Private Schools Save the Taxpayer £3 Billion on Top of Fulfilling their Charitable Status, says President of the Girls’ Schools Association

President of the Girls’ Schools Association, Alice Phillips, says that Labour’s shadow education secretary Tristram Hunt’s plans to refuse private schools tax cuts – based on their lack of charitable involvement with the state sector – just don’t add up:

“I don’t think Tristram Hunt can have the full picture. Partnership work goes on in every charitable school in the country and any attempts to impose a narrow criteria on schools could very well jeopardise the excellent work that’s already in progress.

“The danger is that implementing this policy idea will waste more taxpayers’ money setting up yet another quango to police what is already being done. It’s ridiculous. As Tristram Hunt should know, because he went to one, independent schools come in all shapes and sizes and their contribution to the government’s coffers, and the amount they spend on bursaries, far outweighs any cost.”

Dr Hunt says that he wants to save the taxpayer £700 million on independent schools business relief. But independent schools generate £3.6 billion in tax, five times more than they get in terms of business rate relief. They save the taxpayer £3 billion in educating children at our schools rather than in the state sector, which is the equivalent of about 100,000 teachers. And they contribute £9.5 billion to the economy.

In terms of managing partnerships with the state sector, Dr Hunt talks about partnerships in a way we certainly do not. We don’t want paternalistic and patronising partnerships. What’s the point of that? The partnerships that already exist are all about getting on and doing things together, locally, where there is a will and a need between both partners, state and independent.

Independent schools are already working with maintained schools in all sorts of ways.
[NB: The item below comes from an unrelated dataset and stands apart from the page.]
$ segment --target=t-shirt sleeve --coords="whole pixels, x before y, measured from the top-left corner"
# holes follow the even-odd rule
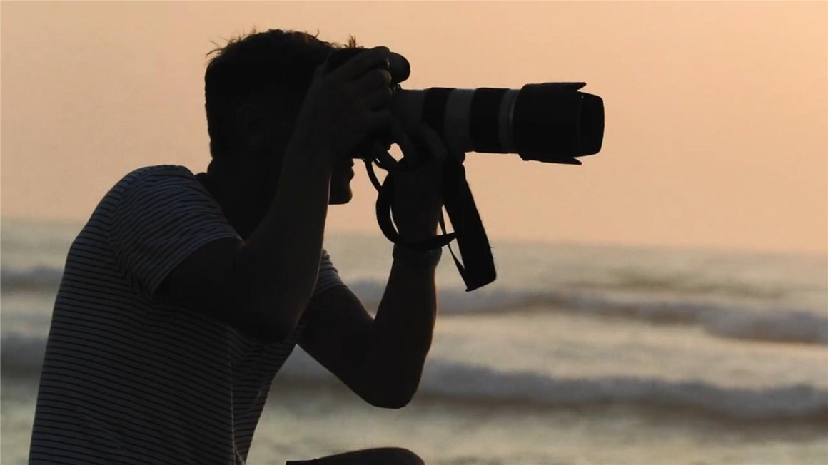
[[[316,276],[316,285],[314,288],[313,295],[319,295],[335,287],[345,287],[345,284],[342,282],[339,272],[330,261],[328,252],[322,249],[322,258],[320,260],[319,274]]]
[[[172,270],[205,244],[241,240],[221,208],[183,167],[150,170],[122,182],[110,241],[127,280],[148,300]]]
Examples of the partnerships that already exist include:

  • providing qualified teachers in specialist subjects such as classics or opening up our own classes to state school pupils
  • sharing expertise to help state school students get into top universities
  • running joint extra-curricular programmes where the state school is an equal partner
  • providing GCSE or A-level revision classes – some boarding schools run residential revision classes
  • coaching for music, drama and sport and use of facilities
  • providing Saturday schools for local state schools

And that doesn’t even touch on the bursary provision the sector makes, which is rising all the time.

At the end of the day, school leaders in either sector do not need politicians telling them what’s best for their school or their pupils. We’ve already identified that we work well together and we’re already doing it, some of us for several decades.”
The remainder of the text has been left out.